Les thèmes abordés dans ces groupes de parole sont diversifiés. Une semaine, on échangera sur la mort ou la violence. La suivante, sur la famille ou l’identité. Avant que la discussion se termine, chaque élève est invité à symboliquement venir déposer les émotions ressenties soit dans la poubelle, soit dans le coffre au trésor, tous deux placés au centre du cercle. Les enseignants, formés pour recevoir les opinions et confidences sur ces sujets affectivement chargés, abordent tour à tour 10 thématiques au fil des semaines.
Dans la société actuelle, les émotions négatives sont la plupart du temps tantôt prohibées, tantôt considérées comme pathologiques, estime la psychologue.
Grâce aux groupes de parole, les enfants comprennent que l’école est aussi un endroit où ils peuvent parler de tout, du beau comme du mauvais. « L’école est un lieu de vie, certains arrivent à 7 h 30 et repartent à 17 h 30, souligne la psychologue. L’enfant, qui est un être à la fois cognitif, social, affectif et physique, doit pouvoir s’y sentir entier. Si on ne s’intéresse qu’à son aspect cognitif, ça ne peut pas fonctionner. »
La documentariste montre aussi Arezki Terkemani, enseignant au primaire dans une classe d’accueil de l’école Chénier, à Anjou. Il faut voir les jeunes parler d’exil après avoir lu l’album illustré C’est quoi un réfugié ?, d’Elise Gravel, et Arezki, Algérien d’origine, leur raconter le sien. Leurs regards, certes voilés de tristesse, témoignent de combien cela les réconforte de se savoir compris.
Hélène Magny, ancienne journaliste à Radio-Canada et documentariste depuis plus de 15 ans, a fait plusieurs films sur les réfugiés — au Congo, au Liban et en Thaïlande, où se trouvent des réfugiés birmans. Une Ivoirienne côtoyée pour les besoins du film l’a particulièrement marquée. Mandjey, âgée de 17 ans au moment du tournage, est devenue l’une des figures importantes du documentaire. Assise dans la salle à manger de la réalisatrice pour l’entrevue, elle dégage une belle confiance. Impossible de deviner que cette jeune femme enjouée, qui a maintenant 19 ans, est née dans un camp de réfugiés en Côte d’Ivoire, sa mère ayant fui la guerre civile au Liberia. Mandjey a passé toute sa jeunesse dans ce camp et n’avait jamais fréquenté l’école avant de fouler le sol québécois, à 14 ans ; aujourd’hui, elle parle un français presque impeccable et veut devenir infirmière.

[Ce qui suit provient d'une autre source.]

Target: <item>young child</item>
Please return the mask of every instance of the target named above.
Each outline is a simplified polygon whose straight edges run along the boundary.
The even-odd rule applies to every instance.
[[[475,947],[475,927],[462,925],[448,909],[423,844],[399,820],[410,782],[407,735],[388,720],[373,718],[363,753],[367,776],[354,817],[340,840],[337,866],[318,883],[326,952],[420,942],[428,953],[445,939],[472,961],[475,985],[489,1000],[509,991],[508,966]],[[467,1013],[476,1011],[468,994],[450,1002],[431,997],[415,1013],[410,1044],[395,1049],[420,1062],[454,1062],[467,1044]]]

La jeune femme aimerait que tous les profs et tous les élèves du Québec en sachent davantage sur les réfugiés qui ont connu la violence. « Quand on a vécu la guerre, on n’arrive pas toujours à s’exprimer verbalement. On est souvent en colère, on peut être violent. Je me suis déjà battue deux fois avec des garçons qui m’insultaient ! » Une psychologue de l’école et une orthopédagogue, qui lui avait offert un carnet pour qu’elle écrive son journal intime, l’ont aidée à évacuer son trop-plein d’émotions.
« Quand j’ai accepté de faire le film, mon but n’était pas de devenir une star, explique-t-elle. Je voulais aider. Je savais que je n’étais pas la seule à avoir vécu des choses difficiles. Je veux dire à ceux qui sont passés par là : “Je sais comment tu te sens après avoir vécu une telle épreuve. Ce n’était pas voulu, mais on peut traverser ce moment et continuer d’avancer dans la vie, malgré ce qui nous est arrivé.” »
Cet article a été publié dans le numéro de novembre 2022 de L’actualité, sous le titre « Guérir par les mots ».